Dragonflies and Chic. Such serpentine curves had been discovered by the French in Japanese art: the first shops for japonaiserie had been set up in Paris in the 1870s. Moreover, the designers of the Belle Epoque seized on the reverence for ephemeral nature in Japanese art, importing a fresh iconography of fugitive things: mist, shivering grasses, winding shoots, morning glories and insects. Nowhere is their passion for the impalpable better expressed than in the dragonfly lamp, each wing vibrating with red and amber glass, designed for Tiffany by Clara Driscoll around 1900.

In a sense, art nouveau invented female chic in the popular arts. Not since the 16th century mannerists had there been such a plethora of delicately icy women as now appeared on that new form, the advertising poster. Mucha, a Czech emigre who became Sarah Bernhardt's court artist, and followers like Privat Livemont helped change the sexual prototypes of the 19th century before they launched a million psychedelic posters in the late 20th.

But Alphonse Mucha was a sculptor too, and nothing in this show epitomizes the art nouveau vision (or fantasy) of woman better than a bust he designed around 1899 for a Parisian jeweler. This astonishing object, whose form shifts like water in the twining reflections of silver flesh and gold hair, is perversely liturgical--a parody (done, one should recall, for a public whose cultural background was still Catholic) of medieval head reliquaries. The image, however, is not a saint or a magdalen but that sibylline bitch of the fin-de-siecle imagination, the Fatal Woman, La Belle Dame sans Merci--enigmatic as a sphinx, cruelly indifferent as a Byzantine empress, wearing the features of the Divine Sarah and the aggressive glitter of a vintage Cadillac fender.
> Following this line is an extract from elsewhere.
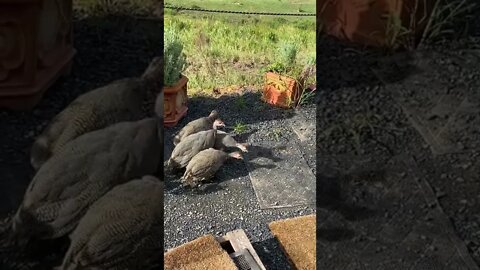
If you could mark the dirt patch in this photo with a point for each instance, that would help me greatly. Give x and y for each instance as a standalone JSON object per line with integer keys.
{"x": 364, "y": 119}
It reminds one how fused by the current of high artificiality the aesthetic and sexual fancies of the time were apt to be. Every Parisian male wanted to possess Cleo de Merode, Liane de Pougy and their thespian sisters--the "great horizontals." But they were also votive objets de culte, focuses of sexual snobbery. In a like way, the most rarefied work of the art nouveau craftsmen was not accessible to a wide public. As the style spread through the decorative arts--furniture making, inlay, bookbinding, jewelry, glass--too much labor and fine material were devoured by it. It was, in very essence, elitist: the stylish style. But as Brunhammer rightly exclaims in the catalogue, "Thanks be for the snobisme that broke through the barriers between the arts and gave us such a profusion of fine works!" As it is in Proust, snobbery is often the essential subject of art nouveau. There is plenty of costly jewelry made today; but what modern design by Bulgari or Tiffany does not look gross or commonplace beside a piece like Lalique's swan pendant of 1898? In those cool, exquisite loops and featherings of enamel one sees a vanished sensibility: distanced, calm, perfectly judged, and soon to be destroyed by the tensions of a new century.